Много принесла, конечно, и переводческая работа; объехав практически всю нашу страну, я в основном делал переводы стихов тех поэтов, культура которых мне была менее ведома и близка по степени знаемости материала. Тем самым, невольно, прежде чем работать над переводами, мне приходилось вникать в историю народа, в особенности его культуры и национального характера. И эти занятия играли не последнюю роль в моих наблюдениях над законами и структурой искусства рода. Ибо перевод невольно вводит тебя в круг тем и событий другой истории, и заставляет иную культуру и иную этику прожить как собственную, и ощутить судьбу другого народа, как часть своей судьбы и часть своей культуры. Да и тема рода, признаться, стала для меня близкой, важной и естественной через их культуру, в которой эта тема более жива и современна, чем, скажем, у нас, русских.
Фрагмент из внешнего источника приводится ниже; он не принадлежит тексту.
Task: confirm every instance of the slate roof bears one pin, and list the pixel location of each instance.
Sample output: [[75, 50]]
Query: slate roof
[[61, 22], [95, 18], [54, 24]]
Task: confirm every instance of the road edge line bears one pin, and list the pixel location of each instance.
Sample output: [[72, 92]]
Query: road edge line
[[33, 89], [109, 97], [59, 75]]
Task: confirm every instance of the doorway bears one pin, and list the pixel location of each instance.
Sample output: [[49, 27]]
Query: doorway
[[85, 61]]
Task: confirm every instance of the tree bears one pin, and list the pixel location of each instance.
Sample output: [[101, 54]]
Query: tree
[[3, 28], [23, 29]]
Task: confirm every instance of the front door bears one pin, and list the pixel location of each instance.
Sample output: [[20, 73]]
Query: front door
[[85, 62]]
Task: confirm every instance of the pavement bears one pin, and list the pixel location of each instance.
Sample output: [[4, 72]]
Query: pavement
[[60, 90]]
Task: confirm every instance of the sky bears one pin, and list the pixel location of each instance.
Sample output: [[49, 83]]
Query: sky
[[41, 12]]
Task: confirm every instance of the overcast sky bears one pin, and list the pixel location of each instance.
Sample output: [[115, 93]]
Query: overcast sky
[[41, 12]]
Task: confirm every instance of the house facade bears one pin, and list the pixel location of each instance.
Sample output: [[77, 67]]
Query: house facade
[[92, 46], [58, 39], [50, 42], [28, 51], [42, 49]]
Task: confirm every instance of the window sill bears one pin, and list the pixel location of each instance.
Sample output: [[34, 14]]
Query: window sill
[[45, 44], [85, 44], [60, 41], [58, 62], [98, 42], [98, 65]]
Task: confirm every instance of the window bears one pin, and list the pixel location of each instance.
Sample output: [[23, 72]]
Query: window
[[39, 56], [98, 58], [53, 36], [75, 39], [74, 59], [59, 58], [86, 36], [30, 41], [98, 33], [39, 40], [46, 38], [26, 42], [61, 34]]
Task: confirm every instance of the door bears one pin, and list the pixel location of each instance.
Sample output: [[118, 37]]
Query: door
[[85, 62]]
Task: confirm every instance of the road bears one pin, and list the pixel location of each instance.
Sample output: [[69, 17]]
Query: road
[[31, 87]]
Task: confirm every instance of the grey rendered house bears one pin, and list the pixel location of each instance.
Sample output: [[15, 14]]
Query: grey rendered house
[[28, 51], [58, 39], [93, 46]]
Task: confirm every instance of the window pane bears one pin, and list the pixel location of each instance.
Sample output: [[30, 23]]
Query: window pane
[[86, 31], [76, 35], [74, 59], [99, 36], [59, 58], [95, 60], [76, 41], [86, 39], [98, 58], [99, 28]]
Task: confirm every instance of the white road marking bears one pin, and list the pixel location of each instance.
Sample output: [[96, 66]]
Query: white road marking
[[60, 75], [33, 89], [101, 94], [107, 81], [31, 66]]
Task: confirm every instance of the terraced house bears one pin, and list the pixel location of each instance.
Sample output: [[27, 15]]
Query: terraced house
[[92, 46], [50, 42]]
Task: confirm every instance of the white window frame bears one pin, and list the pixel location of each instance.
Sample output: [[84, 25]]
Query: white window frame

Да и связь с Индией ощутима не только на Памире, она и в Узбекистане, и в Казахстане и Киргизии, в Закавказье, и в орнаменте украшений и ковров, в глине, в музыке, фольклоре.
Как-то незаметно случилось, что протяженность расстояний в пространстве и времени для меня объединились в малую по объему, но довольно ясно и четко видимую мною картину. Картину родового человеческого духа, проходящего через время и подчиненного определенным законом. И уже не только искусство, не только предметы быта, не только фольклор, образы, заговоры (слова), но вопросы этногенезиса, археологии, этнографии, вопросы истории обрели в этой картине некое единство. То мгновение, подаренное белорусским мастером, стало мгновением, равным человеческой истории. Я вдруг понял, что нет прошлого, будущего, настоящего, а все происходит всегда. И вот это содержание мгновения, срез человеческой истории под знаком искусства рода и при свете искусства рода я и попытался показать. А поскольку реально живая сегодня связь нашего настоящего с тысячелетиями останется осуществляемой в основном только через народную глиняную и деревянную игрушку, ибо живы и мастера и промыслы, делающие ее, связанные, как и белорусский мастер, с самой глубиной бесконечной народной памяти накоротко и реально, то, естественно, поводом и предметом разговора в основном и будет сегодняшняя живая народная игрушка. Та самая, что стоит в наших домах или продается на базаре, или в художественном салоне. И чтобы разговор не был безграничен, то предметом разговора и будут лишь главные зооморфные и антропоморфные изображения, встречающиеся в искусстве народной игрушки, соответственно и изображениях и в других видах народного искусства, переставших бытовать в нашей жизни, но помогающих расшифровать смысл изображений и точнее прочитать народную книгу, сохраненную нам народными мастерами. Я постараюсь убедить вас, что все эти глиняные конники, бабы, птицы связывают нас не только с нашей, но и с общей историей, но и духом народным связывают вполне конкретно и убедительно.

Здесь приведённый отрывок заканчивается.